Como ha ocurrido desde que el presidente Harry Truman creara la CIA tras a Segunda Guerra Mundial, se considera un derecho divino, inherente a la excepcionalidad estadounidense, el inmiscuirse en otros países e imponer o cambiar sus gobiernos por medio de campañas de asesinatos masivos y de golpes militares, armando grupos de guerrilla, aboliendo la democracia, utilizando la desinformación sistémica y la imposición de déspotas salvajes. En el mejor de los casos, se pone en duda la lealtad de cualquier persona que lo discuta o, peor, se oponga y trate de impedirlo (como a la CIA le pareció que estaba haciendo Trump).

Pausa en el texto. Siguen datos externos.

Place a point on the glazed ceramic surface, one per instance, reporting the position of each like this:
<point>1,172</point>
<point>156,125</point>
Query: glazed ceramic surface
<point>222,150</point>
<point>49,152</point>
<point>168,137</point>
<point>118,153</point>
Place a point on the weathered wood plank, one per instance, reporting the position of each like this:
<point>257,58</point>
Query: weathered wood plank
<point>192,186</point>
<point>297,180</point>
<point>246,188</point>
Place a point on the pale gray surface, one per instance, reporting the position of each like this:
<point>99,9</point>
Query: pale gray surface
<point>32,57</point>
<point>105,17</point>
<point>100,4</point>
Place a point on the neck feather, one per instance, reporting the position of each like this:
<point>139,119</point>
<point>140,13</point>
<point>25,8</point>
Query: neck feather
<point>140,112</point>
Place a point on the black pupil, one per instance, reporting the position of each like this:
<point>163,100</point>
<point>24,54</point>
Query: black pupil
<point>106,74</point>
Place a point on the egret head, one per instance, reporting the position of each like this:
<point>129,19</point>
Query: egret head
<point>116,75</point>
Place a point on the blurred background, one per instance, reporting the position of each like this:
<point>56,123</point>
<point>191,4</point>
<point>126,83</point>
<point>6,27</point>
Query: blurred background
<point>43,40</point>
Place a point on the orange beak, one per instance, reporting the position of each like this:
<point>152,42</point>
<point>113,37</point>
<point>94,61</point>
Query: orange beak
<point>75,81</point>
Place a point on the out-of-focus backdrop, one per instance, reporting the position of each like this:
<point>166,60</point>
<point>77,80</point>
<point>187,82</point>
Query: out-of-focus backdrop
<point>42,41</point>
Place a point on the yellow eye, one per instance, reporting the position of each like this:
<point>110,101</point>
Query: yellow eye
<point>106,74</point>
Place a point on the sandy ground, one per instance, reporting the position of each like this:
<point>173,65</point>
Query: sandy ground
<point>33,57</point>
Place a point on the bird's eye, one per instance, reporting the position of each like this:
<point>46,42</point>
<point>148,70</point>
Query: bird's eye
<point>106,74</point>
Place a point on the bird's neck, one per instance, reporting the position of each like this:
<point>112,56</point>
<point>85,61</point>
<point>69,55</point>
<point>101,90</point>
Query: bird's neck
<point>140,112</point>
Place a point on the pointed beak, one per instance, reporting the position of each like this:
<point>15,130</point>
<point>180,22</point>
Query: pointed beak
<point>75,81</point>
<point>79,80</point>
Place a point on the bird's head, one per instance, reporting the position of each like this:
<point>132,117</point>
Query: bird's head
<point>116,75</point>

La antipatía de la CIA por Trump continuó tras su victoria electoral. La agencia se convirtió en el principal vector de filtraciones anónimas ilegales destinadas a caracterizar a Trump como un agente del Kremlim y/o una víctima de chantaje. La CIA se esforzó por asegurar la filtración del Dossier Steele (1) que ensombreció al menos los dos primeros años de la presidencia de Trump. Dirigió el fraude de las teorías de la conspiración del Rusiagate. E incluso antes de que Trump asumiera el cargo estalló una guerra abierta entre el presidente electo y la agencia hasta el punto de que el líder de la mayoría demócrata del Senado, Chuck Schumer, advirtió explícitamente a Trump en el “Show de Rachel Maddow” de que se arriesgaba a que la agencia se sublevara totalmente durante su presidencia.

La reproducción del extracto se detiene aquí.